One very effective DBT skill for helping someone with dementophobia is half-smiling. This technique works by having you think about that which you fear or upsets you all while slightly raising the corners of your mouth by lightly smiling, thus the term “half-smiling.” Although, it isn’t enough to just think about your fear while half-smiling, you also have to try and refrain from entertaining those painful emotions that your specific fear may evoke.
Mindfulness meditation is also heavily used in DBT and can greatly benefit someone with dementophobia as it is done in a group setting, which helps to put the patient out of their comfort zone. These group mindfulness practices may include drinking warm tea to hone in on the sense of taste and tactile senses or simply focusing on the breath.
Coping ahead is another very useful DBT skill that can help someone with dementophobia. With coping ahead, you will want to find a place where you can sit down quietly without distraction. Close your eyes and then think about the many different possible scenarios where you would face your specific fear and overcome it or cope with it. Doing so will help you to be much better adept at coping with your dementophobia when you are actually exposed to the specific fear associated with it in real life.

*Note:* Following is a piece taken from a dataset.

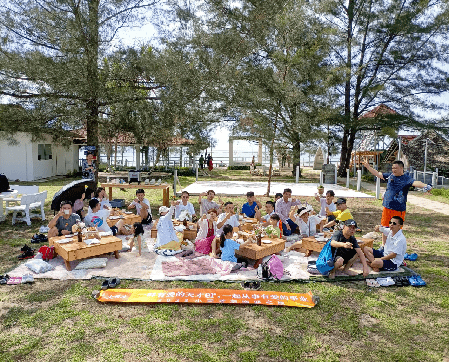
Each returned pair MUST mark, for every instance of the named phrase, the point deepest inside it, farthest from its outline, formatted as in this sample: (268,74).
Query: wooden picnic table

Cognitive Behavioral Therapy (CBT) for Dementophobia
CBT is a psycho-social intervention that aims to improve one’s mental health. It is a modality that is often used to treat people suffering from anxiety disorders such as generalized anxiety disorder and OCD. Someone with dementophobia may also be able to benefit from CBT as well seeing as how it would allow them to have a much better understanding as to why they think and behave the way they do in relation to their irrational fears.
CBT can be immensely helpful for someone with dementophobia given the sheer automaticity of their symptoms. For example, when someone with dementophobia is exposed to their fear, they will almost always have an instantaneous subconscious reaction to their fear. Such a lack of introspection is likely a large part of why someone with this condition will suffer to the extent that they will. CBT can help you to take a step back and analyze your fears more deeply than you typically would.
Besides learning to be more fastidious with regards to understanding one’s specific fears, someone with dementophobia engaging in CBT can also expect to learn various other skills aimed at helping to relieve the anxiety caused by their condition.
If you think you may be suffering from some of the symptoms of this condition, then you may benefit from therapy. Feel free to reach out to your doctor or local mental health clinic to see what your available options are and to see if there is any sort of discount or promo code available to help you with the costs of treatment, as well as if your health insurance will cover treatment costs.